What is CPE?
Carbapenemase-producing enterobacterales (CPE) are a strain of the Enterobacteriaceae bacteria family, which naturally live in the gut of humans and animals and help to digest food. This is called colonisation as it causes no harm and requires no treatment. However, if these bacteria get into other areas of the body, such as the bladder or bloodstream, they can cause infection.
CPE are very resistant to Carbapenems, which are a group of very powerful antibiotics that, until recently, doctors have relied upon to fight infections where treatment with other antibiotics has failed. This makes it very difficult to treat and that is why it is important that CPE is not allowed to spread.
Who is at risk from CPE?
Those people who have been in hospital abroad or in a hospital in the UK .or someone who has been in contact with someone who has had CPE. Transfer from other countries with high prevalence such as Spain, Greece and India.
How do we test for CPE?
If you are at risk of having CPE, you will be offered a screening test on admission. This will involve having a sample taken by a swab from your bottom (rectum). High risk patients such as patients in ICU, renal, haematology/oncology may be required to have 3 screening swabs undertaken, with a 2 day gap between each swab. Stool (poo) samples can also be tested. If necessary, other samples (for example, a urine (wee) sample or a swab from a wound) may be needed.
How can we stop the spread of the bacteria?
If you are found to carry CPE you will be nursed in a single room for your entire stay in hospital. Staff will wear protective clothing (gloves and long sleeved aprons), when helping you to wash, toilet and dress. This prevents the spread of the bacteria to other people.
It is important for you to wash your hands well with soap and water especially after using the toilet or commode and before eating.
On all other occasions when you need to clean your hands, if your hands look clean, you can also use alcohol hand rub to clean your hands.
It is also important that you avoid touching any medical devices such as urinary catheters or intravenous drips, especially at the point where they enter the body. This will help reduce the risk of developing an infection with CPE. If you require further hospital admissions you will be nursed in a side-room and re-swabbed.
What is the treatment?
Often patients do not require treatment as they do not have any symptoms. However, if your symptoms suggest you have a CPE infection, your doctor may decide to give you treatment.
How can my family and friends protect themselves when visiting?
- Visitors must wash their hands every time they leave the single room, before eating and after using the toilet.
- They should not visit if they are feeling unwell or have recently had diarrhoea. Young children and babies should avoid visiting.

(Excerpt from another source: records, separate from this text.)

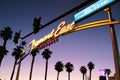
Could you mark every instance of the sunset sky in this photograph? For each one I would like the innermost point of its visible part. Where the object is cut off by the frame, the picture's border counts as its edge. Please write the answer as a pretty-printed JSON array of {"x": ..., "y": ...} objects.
[{"x": 79, "y": 48}]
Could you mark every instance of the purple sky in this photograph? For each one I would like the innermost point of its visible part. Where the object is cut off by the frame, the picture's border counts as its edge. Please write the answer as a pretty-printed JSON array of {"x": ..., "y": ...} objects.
[{"x": 79, "y": 48}]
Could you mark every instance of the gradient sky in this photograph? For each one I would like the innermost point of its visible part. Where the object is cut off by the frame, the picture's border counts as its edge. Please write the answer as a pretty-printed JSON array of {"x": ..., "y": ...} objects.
[{"x": 79, "y": 48}]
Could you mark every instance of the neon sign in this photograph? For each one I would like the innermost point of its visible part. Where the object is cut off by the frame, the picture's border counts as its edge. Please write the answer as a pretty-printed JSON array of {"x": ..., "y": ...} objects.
[
  {"x": 91, "y": 9},
  {"x": 52, "y": 37}
]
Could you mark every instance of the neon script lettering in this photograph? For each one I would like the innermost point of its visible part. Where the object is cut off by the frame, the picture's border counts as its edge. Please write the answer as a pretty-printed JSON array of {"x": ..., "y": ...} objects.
[{"x": 52, "y": 37}]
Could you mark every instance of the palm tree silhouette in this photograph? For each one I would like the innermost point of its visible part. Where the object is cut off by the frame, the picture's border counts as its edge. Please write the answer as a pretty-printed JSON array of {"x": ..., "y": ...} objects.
[
  {"x": 59, "y": 67},
  {"x": 16, "y": 54},
  {"x": 22, "y": 52},
  {"x": 33, "y": 53},
  {"x": 91, "y": 67},
  {"x": 107, "y": 71},
  {"x": 83, "y": 70},
  {"x": 69, "y": 68},
  {"x": 46, "y": 55},
  {"x": 3, "y": 51},
  {"x": 5, "y": 34}
]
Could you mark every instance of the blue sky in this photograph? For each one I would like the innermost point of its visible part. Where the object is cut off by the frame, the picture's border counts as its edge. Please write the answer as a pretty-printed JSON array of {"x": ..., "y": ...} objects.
[{"x": 78, "y": 48}]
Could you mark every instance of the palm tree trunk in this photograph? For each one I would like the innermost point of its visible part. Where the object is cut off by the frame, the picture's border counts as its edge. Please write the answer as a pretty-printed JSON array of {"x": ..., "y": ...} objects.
[
  {"x": 68, "y": 75},
  {"x": 46, "y": 69},
  {"x": 13, "y": 69},
  {"x": 18, "y": 71},
  {"x": 83, "y": 76},
  {"x": 4, "y": 43},
  {"x": 1, "y": 58},
  {"x": 32, "y": 63},
  {"x": 90, "y": 75},
  {"x": 58, "y": 76}
]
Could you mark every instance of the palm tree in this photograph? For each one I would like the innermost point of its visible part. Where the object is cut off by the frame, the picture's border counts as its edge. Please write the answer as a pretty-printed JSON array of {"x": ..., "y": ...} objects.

- Visitors should observe any visiting time restrictions in place as these help us to make sure the ward is cleaned thoroughly throughout the day.
- Visitors should not visit anyone else in hospital at the same time as visiting you so as to avoid spreading any infections.
What you can do
You can help to avoid the transmission of CPE by:
- washing your hands after using the toilet or commode and before you eat
- keeping your bed space tidy and uncluttered to make cleaning easier for ward staff
- asking staff and visitors to wash their hands
- asking visitors not to sit on your bed (chairs for visitors are available on every ward) or to use patients’ toilets
- not sharing items with other patients unless they have been cleaned
- letting the ward staff know if you have had CPE in the past
What precautions are needed at home?
Having CPE will not stop you from going home if you are well. It is important to tell your GP or healthcare provider of your CPE result. We will also inform your GP of your CPE result.
If a relative or friend is caring for you at home, it is important that they wash their hands with soap and water before and after they give care to you. Bed linen, clothes and other laundry items can be washed as normal.
If you have any questions or concerns, please ask your nurse for advice or ask to speak to a member of the Infection Prevention Team.